In this notebook, we'll use human-made music playlists to learn song embeddings. We'll treat a playlist as if it's a sentence and the songs it contains as words. We feed that to the word2vec algorithm which then learns embeddings for every song we have. These embeddings can then be used to recommend similar songs. This technique is used by Spotify, AirBnB, Alibaba, and others. It accounts for a vast portion of their user activity, user media consumption, and/or sales (in the case of Alibaba).

The [dataset we'll use](https://www.cs.cornell.edu/~shuochen/lme/data_page.html) was collected by Shuo Chen from Cornell University. The dataset contains playlists from hundreds of radio stations from around the US.

## Importing packages and dataset

In [None]:
import numpy as np
import pandas as pd
import gensim
from gensim.models import Word2Vec
from urllib import request
import warnings
warnings.filterwarnings('ignore')

The playlist dataset is a text file where every line represents a playlist. That playlist is basically a series of song IDs.

In [None]:
# Get the playlist dataset file
data = request.urlopen('https://storage.googleapis.com/maps-premium/dataset/yes_complete/train.txt')

# Parse the playlist dataset file. Skip the first two lines as
# they only contain metadata
lines = data.read().decode("utf-8").split('\n')[2:]

# Remove playlists with only one song
playlists = [s.rstrip().split() for s in lines if len(s.split()) > 1]

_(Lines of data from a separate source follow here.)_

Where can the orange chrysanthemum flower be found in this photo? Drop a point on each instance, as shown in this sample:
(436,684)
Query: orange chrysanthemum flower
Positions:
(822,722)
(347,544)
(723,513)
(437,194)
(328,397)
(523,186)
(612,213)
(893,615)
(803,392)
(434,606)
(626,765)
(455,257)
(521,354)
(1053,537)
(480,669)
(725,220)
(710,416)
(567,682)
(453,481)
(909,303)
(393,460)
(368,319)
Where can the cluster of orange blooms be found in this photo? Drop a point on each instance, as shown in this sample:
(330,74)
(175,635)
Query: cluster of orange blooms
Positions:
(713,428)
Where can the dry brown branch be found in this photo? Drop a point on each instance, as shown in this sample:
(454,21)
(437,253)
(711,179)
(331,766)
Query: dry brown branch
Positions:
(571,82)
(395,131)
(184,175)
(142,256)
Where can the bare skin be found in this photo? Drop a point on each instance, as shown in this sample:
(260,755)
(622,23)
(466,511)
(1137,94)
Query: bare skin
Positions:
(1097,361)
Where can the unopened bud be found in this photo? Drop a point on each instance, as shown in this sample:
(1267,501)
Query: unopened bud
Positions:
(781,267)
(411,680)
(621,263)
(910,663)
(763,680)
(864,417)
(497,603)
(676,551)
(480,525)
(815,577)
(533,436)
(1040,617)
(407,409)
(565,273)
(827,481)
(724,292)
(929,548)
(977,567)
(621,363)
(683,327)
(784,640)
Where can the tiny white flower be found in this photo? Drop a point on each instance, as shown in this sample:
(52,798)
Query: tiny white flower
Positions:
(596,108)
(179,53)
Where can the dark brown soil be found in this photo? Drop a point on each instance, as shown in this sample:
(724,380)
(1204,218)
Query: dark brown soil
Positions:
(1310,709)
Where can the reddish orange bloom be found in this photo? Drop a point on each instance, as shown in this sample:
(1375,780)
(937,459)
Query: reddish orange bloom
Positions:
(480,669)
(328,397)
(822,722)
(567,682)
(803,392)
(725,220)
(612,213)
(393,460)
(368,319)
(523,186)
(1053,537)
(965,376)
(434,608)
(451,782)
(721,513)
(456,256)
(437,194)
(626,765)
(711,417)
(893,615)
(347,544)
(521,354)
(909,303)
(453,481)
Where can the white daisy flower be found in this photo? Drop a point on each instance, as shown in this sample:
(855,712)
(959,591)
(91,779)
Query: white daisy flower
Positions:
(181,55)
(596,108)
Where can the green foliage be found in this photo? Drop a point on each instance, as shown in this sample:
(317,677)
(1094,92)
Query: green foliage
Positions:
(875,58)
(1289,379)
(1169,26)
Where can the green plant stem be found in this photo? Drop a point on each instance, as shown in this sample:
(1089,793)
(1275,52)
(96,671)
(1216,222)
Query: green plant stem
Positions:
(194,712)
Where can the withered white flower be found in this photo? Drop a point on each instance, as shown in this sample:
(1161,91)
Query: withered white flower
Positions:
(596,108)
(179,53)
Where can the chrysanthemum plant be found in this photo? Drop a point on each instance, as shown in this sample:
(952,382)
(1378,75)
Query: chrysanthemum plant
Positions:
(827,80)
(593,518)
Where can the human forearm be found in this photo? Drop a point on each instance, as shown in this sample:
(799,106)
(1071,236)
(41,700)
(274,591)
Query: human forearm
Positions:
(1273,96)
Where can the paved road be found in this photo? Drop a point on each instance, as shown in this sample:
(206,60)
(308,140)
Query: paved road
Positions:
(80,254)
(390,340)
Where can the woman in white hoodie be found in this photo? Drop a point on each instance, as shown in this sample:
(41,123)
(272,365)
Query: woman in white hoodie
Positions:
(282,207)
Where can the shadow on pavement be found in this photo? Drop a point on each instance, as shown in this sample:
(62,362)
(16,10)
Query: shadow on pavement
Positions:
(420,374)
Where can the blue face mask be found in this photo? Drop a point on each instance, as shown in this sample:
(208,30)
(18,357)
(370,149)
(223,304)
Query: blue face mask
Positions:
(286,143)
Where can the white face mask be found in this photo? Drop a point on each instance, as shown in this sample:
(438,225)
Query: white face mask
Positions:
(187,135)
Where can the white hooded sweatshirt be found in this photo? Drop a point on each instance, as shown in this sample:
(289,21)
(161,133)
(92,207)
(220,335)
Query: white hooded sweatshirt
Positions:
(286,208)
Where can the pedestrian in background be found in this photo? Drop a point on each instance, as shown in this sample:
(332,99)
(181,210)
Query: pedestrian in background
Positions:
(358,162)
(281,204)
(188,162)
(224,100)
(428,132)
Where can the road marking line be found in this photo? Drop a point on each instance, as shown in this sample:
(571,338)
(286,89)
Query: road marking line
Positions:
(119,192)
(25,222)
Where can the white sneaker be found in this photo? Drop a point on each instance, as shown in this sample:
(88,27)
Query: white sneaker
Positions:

The `playlists` variable now contains a python list. Each item in this list is a playlist containing song ids. We can look at the first two playlists here:

In [None]:
print( 'Playlist #1:\n ', playlists[0], '\n')
print( 'Playlist #2:\n ', playlists[1])

Playlist #1:
  ['0', '1', '2', '3', '4', '5', '6', '7', '8', '9', '10', '11', '12', '13', '14', '15', '16', '17', '18', '19', '20', '21', '22', '23', '24', '25', '26', '27', '28', '29', '30', '31', '32', '33', '34', '35', '36', '37', '38', '39', '40', '41', '2', '42', '43', '44', '45', '46', '47', '48', '20', '49', '8', '50', '51', '52', '53', '54', '55', '56', '57', '25', '58', '59', '60', '61', '62', '3', '63', '64', '65', '66', '46', '47', '67', '2', '48', '68', '69', '70', '57', '50', '71', '72', '53', '73', '25', '74', '59', '20', '46', '75', '76', '77', '59', '20', '43'] 

Playlist #2:
  ['78', '79', '80', '3', '62', '81', '14', '82', '48', '83', '84', '17', '85', '86', '87', '88', '74', '89', '90', '91', '4', '73', '62', '92', '17', '53', '59', '93', '94', '51', '50', '27', '95', '48', '96', '97', '98', '99', '100', '57', '101', '102', '25', '103', '3', '104', '105', '106', '107', '47', '108', '109', '110', '111', '112', '113', '25', '63', '62', '114', '115', '84', '116', '117',

## Training the Word2Vec Model
Our dataset is now in the shape the the Word2Vec model expects as input. We pass the dataset to the model, and set the following key parameters:
 * **vector_size**: Embedding size for the songs.
 * **window**: word2vec algorithm parameter -- maximum distance between the current and predicted word (song) within a sentence
 * **negative**: word2vec algorithm parameter -- Number of negative examples to use at each training step that the model needs to identify as noise


In [None]:
model = Word2Vec(playlists, vector_size=32, window=20, negative=50, min_count=1, workers=4)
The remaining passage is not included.